Today IRAs hold over $4 trillion of assets, more than any other type of retirement plan.
And while an IRA can be an important vehicle for funding your retirement years, it can also be an important part of the legacy you leave to your loved ones. And if you and your beneficiaries know the available options, you can stretch out the tax benefits for years.
The law provides IRA beneficiaries some flexibility. There are different options for spouse and non-spouse beneficiaries that avoid the immediate taxation of a potentially significant sum of money. A spouse may be able to defer taxation to a later date by transferring the IRA into his or her own name. Non-spouse beneficiaries do not have this option. They can, however, choose to receive the money in the IRA slowly, via distributions over their own life expectancies, thereby spreading out the tax burden over a longer period of time. Tax laws surrounding inherited IRAs are quite complicated. You should seek the advice of a tax professional if you own or have inherited an IRA.
Stretch IRA Rules Provide Flexibility
If you have the flexibility and it aligns with your legacy goals, you may want to consider the stretch IRA rules. These rules can help your IRA assets provide a substantial benefit to your beneficiaries. For example, leaving your IRA assets to a beneficiary with a longer life expectancy may allow more of your IRA assets to remain in the account with the potential to grow tax-deferred for a longer period of time.
If Your Beneficiary is Your Spouse
A spousal beneficiary has the most options, since a spouse can roll your IRA over to a new or existing IRA in his or her own name and designate new beneficiaries.
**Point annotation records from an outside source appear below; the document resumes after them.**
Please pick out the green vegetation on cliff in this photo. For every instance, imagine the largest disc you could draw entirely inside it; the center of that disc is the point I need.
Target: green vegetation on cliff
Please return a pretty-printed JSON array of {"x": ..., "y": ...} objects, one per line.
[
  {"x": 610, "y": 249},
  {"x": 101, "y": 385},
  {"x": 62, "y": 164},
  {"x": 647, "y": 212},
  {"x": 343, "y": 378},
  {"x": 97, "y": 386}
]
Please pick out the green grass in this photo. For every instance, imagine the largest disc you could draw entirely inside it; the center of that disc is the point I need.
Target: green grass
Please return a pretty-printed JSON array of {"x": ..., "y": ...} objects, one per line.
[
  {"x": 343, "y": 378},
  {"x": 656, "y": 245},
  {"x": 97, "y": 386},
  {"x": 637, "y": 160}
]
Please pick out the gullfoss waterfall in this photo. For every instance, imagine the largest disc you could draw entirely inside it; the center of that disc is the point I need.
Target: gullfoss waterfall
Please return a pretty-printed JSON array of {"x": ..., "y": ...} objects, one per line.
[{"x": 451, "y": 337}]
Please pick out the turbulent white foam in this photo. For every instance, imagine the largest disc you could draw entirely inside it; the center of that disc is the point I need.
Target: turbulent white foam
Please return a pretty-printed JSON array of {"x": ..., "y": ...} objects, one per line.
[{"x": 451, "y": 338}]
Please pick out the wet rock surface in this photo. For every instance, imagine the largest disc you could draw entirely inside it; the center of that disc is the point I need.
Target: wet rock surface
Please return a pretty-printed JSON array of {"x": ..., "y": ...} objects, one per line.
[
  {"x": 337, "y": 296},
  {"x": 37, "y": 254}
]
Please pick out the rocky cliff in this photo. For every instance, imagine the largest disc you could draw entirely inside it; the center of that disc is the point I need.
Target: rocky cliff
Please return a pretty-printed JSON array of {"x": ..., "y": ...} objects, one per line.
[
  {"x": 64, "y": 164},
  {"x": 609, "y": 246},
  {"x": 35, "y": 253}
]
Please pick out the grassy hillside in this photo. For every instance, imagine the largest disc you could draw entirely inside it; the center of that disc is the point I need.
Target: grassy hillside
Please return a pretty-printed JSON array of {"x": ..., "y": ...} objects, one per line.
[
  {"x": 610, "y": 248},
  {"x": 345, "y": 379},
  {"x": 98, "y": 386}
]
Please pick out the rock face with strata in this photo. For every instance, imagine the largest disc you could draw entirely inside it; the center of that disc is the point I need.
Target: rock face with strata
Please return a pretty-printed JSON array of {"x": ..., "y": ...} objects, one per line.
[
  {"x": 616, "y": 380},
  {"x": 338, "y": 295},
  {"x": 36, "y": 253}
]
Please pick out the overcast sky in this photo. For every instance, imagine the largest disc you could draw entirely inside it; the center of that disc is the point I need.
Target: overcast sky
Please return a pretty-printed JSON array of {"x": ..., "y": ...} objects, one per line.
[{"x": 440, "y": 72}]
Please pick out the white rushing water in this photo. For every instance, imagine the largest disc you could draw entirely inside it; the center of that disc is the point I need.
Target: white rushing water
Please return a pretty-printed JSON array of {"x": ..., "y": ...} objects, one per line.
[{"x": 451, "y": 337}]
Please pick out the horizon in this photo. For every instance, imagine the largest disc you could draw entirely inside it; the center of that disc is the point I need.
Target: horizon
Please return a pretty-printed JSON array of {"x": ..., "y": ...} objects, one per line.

If your spouse has not yet reached the date by which he or she is required to take distributions from the IRA account (age 70½), the assets can remain in the account with the potential to grow tax-deferred until he or she reaches 70½. If your spouse is several years away from age 70½, naming your spouse as beneficiary may be the best strategy to take advantage of the stretch option.
Options for Other Beneficiaries
Although persons other than your spouse have more limited distribution choices, they can still extend the life of your IRA. These beneficiaries may be able to take distributions based on their own life expectancies—stretching out distributions for over 30 or 40 years in some cases.
Here's an example that shows the effect of stretching out the distributions using an inherited IRA. Say a 36 year-old inherits an IRA worth $500,000 when his father dies, and let's assume that he chooses to stretch his receipt of the money over his lifetime by taking only the required minimum distribution each year (based on his life expectancy).
The first graph shows the year-by-year Required Minimum Distributions (RMDs). These distributions increase each year as the individual gets older. The second graph indicates the value of the IRA over time. Notice that in the early years, the account grows at a faster rate than the person's annual withdrawals. However, the required withdrawals increase each year, and by age 65, they exceed the growth of the IRA. At that point, the balance in the IRA begins to decline from the RMDs that are taken.
Nevertheless, by age 75, the individual in this example has withdrawn $1,720,512 from the inherited IRA, and he still has over $900,000 left in the IRA account!
This is just one example of the legacy you can create for your IRA beneficiaries. Of course, the younger the beneficiary, the more time one has to stretch out distributions and the greater the potential legacy.
Leaving a Legacy Things to Consider When Choosing Beneficiaries
Naming beneficiaries for your retirement accounts may seem like an easy task. Remember, though, it is also one of the most important decisions you will make. The beneficiary form on file with the custodian of your IRA controls both who inherits it and its ability to be stretched out. Therefore, you should give it the time and attention it deserves. By working with your insurance professional, you can help ensure not only that your assets go to the beneficiaries you want, but also that the assets may have the potential to grow tax-deferred for years to come.
No matter whom you choose, though, it's important that you make that choice and complete the appropriate documentation. If you don't, the tax consequences for your beneficiaries could be devastating.